La Libre 17.04.2012: La Belgique dans le collimateur européen

Stéphanie Grofils – Mis en ligne le 17/04/2012

La Belgique est l’un des rares pays à appliquer l’ajustement “automatique”.

La Commission européenne exige-t-elle que la Belgique renonce à l’indexation automatique des salaires ? La position de l’exécutif européen n’a en fait pas changé depuis sa recommandation, en juin 2011, concernant les programmes de réforme de la Belgique pour 2011, et son plan de stabilité actualisé pour la période 2011-2014, dans le cadre de la politique de coordination économique de l’Union européenne.

Parmi les six recommandations concrètes, le quatrième point porte spécifiquement sur l’indexation. Le paragraphe recommande que la Belgique s’attache, au cours de la période 2011-2012, « à réformer, en consultant les partenaires sociaux et en respectant les pratiques nationales, le système de négociation collective et d’indexation des salaires, afin que la croissance des salaires traduise mieux l’évolution de la productivité du travail et de la compétitivité » .

Pour l’exécutif européen, le texte de cette recommandation, qui  » reste l’indicateur » , « est très clair » et  » ne dit pas du tout que la Belgique doit abandonner l’indexation. C’est formulé de façon beaucoup plus équilibrée » , précise Koen Doens, porte-parole de la Commission européenne.

« Même si ce n’est pas dit tel quel par la Commission (européenne) , notre indexation des salaires dérange. Elle est le caillou dans la chaussure de cette Europe de droite qui n’accepte pas toujours la diversité et oublie, de temps à autre, de préserver le citoyen , estime l’eurodéputé socialiste Marc Tarabella. Ce système a permis à la Belgique de souffrir moins que nombre de ses voisins » , ajoute le député belge.

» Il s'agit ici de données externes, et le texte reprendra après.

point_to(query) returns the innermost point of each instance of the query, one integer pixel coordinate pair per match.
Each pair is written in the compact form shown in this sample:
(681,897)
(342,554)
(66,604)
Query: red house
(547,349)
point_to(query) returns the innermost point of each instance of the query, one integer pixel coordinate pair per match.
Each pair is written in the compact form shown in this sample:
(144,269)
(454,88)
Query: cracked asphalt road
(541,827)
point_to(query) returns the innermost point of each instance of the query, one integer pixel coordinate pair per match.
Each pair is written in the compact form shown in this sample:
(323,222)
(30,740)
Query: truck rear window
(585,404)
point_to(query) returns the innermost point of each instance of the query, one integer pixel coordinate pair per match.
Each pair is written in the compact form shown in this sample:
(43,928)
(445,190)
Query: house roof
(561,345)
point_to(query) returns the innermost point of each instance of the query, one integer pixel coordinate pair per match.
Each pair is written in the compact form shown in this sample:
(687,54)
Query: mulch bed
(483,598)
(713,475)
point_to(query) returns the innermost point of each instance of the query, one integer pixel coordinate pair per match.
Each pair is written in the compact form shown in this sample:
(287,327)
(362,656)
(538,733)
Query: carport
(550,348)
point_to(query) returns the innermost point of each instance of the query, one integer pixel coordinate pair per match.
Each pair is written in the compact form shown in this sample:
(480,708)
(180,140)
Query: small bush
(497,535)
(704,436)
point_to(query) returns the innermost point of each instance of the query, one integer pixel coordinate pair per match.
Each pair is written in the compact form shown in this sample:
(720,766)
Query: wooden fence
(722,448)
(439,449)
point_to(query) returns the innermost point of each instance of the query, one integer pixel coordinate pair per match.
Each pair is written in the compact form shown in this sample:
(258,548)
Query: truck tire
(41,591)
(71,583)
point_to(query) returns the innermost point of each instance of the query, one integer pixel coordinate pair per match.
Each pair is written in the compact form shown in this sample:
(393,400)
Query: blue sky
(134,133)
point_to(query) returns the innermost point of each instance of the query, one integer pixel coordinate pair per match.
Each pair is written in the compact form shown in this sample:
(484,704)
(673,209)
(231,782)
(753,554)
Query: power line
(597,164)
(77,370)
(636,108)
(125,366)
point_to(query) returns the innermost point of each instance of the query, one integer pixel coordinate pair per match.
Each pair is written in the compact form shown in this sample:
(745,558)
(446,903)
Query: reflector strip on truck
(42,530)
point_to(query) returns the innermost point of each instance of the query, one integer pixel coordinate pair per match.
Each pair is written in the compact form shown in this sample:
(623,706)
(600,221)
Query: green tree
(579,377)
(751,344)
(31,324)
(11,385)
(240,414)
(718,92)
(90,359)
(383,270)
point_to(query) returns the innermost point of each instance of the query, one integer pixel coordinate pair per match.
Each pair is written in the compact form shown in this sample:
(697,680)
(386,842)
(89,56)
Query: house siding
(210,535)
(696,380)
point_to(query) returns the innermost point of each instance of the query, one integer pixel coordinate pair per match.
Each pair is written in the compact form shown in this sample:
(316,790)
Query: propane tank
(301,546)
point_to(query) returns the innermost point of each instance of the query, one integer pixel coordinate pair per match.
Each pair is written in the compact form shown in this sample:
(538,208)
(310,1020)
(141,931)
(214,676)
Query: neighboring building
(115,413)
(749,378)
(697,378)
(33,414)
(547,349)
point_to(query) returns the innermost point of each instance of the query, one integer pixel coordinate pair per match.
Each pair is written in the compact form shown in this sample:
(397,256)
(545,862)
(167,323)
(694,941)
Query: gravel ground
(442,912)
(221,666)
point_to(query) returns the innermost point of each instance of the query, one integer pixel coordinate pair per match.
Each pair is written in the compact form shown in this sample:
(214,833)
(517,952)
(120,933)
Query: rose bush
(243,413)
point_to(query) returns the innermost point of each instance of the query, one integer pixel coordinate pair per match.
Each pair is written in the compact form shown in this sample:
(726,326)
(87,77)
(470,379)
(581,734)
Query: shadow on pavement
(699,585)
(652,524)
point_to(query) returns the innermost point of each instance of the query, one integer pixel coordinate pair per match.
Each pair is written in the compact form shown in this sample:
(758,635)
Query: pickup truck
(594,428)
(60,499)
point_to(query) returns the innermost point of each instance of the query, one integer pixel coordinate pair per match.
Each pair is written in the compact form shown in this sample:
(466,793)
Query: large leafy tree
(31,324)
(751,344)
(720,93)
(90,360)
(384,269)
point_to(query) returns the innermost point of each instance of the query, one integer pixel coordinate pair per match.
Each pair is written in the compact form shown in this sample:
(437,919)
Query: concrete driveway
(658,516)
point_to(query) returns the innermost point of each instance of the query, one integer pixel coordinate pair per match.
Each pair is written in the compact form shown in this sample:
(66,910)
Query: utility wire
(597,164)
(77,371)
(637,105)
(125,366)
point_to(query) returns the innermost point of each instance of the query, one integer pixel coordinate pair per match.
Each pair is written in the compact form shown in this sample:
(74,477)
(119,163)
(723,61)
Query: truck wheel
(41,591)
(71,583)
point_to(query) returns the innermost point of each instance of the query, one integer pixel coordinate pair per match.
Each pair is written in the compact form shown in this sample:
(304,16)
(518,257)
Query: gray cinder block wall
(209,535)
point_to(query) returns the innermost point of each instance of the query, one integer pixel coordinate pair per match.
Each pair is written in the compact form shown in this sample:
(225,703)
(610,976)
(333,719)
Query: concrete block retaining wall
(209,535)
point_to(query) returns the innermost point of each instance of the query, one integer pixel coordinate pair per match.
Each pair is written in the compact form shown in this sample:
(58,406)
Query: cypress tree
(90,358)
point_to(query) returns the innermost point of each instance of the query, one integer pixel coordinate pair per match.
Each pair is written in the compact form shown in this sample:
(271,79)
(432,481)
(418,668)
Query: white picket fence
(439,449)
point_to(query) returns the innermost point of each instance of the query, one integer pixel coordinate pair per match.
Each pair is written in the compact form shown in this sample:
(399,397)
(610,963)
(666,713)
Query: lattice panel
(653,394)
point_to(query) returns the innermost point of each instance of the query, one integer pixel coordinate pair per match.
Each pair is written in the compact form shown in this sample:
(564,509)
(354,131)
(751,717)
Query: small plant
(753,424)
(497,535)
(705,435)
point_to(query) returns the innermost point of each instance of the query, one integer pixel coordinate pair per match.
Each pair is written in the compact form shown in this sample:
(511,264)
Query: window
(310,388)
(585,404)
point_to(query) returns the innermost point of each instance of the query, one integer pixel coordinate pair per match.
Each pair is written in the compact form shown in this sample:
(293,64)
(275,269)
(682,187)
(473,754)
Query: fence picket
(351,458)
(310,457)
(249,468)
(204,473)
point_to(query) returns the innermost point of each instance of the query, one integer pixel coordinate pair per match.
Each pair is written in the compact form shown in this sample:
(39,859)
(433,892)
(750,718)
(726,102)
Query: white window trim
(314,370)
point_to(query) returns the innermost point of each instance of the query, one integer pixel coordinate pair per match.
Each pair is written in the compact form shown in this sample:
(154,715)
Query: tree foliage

Car la Belgique est l’un des seuls pays au monde – avec le grand-duché de Luxembourg (lire ci-contre), Chypre et Malte – à appliquer l’ajustement « automatique » des salaires, selon un mécanisme spécifique (voir « LLB » du 14 avril). En Belgique et au Luxembourg, la hausse des salaires est négociée, tous les deux ans, pour aboutir à un accord interprofessionnel, tandis qu’à Chypre et à Malte, les systèmes d’ajustement des salaires sont décentralisés. Dans les autres pays de l’Union européenne, l’indexation fait surtout l’objet d’une convention collective. L’Allemagne – qui a proposé début 2011 la fin de l’indexation automatique, mais qui n’a pas été suivie par le Conseil européen – et la France – qui y avait adhéré – ont abandonné le système, tout comme les Pays-Bas, dans les années 80 et 90.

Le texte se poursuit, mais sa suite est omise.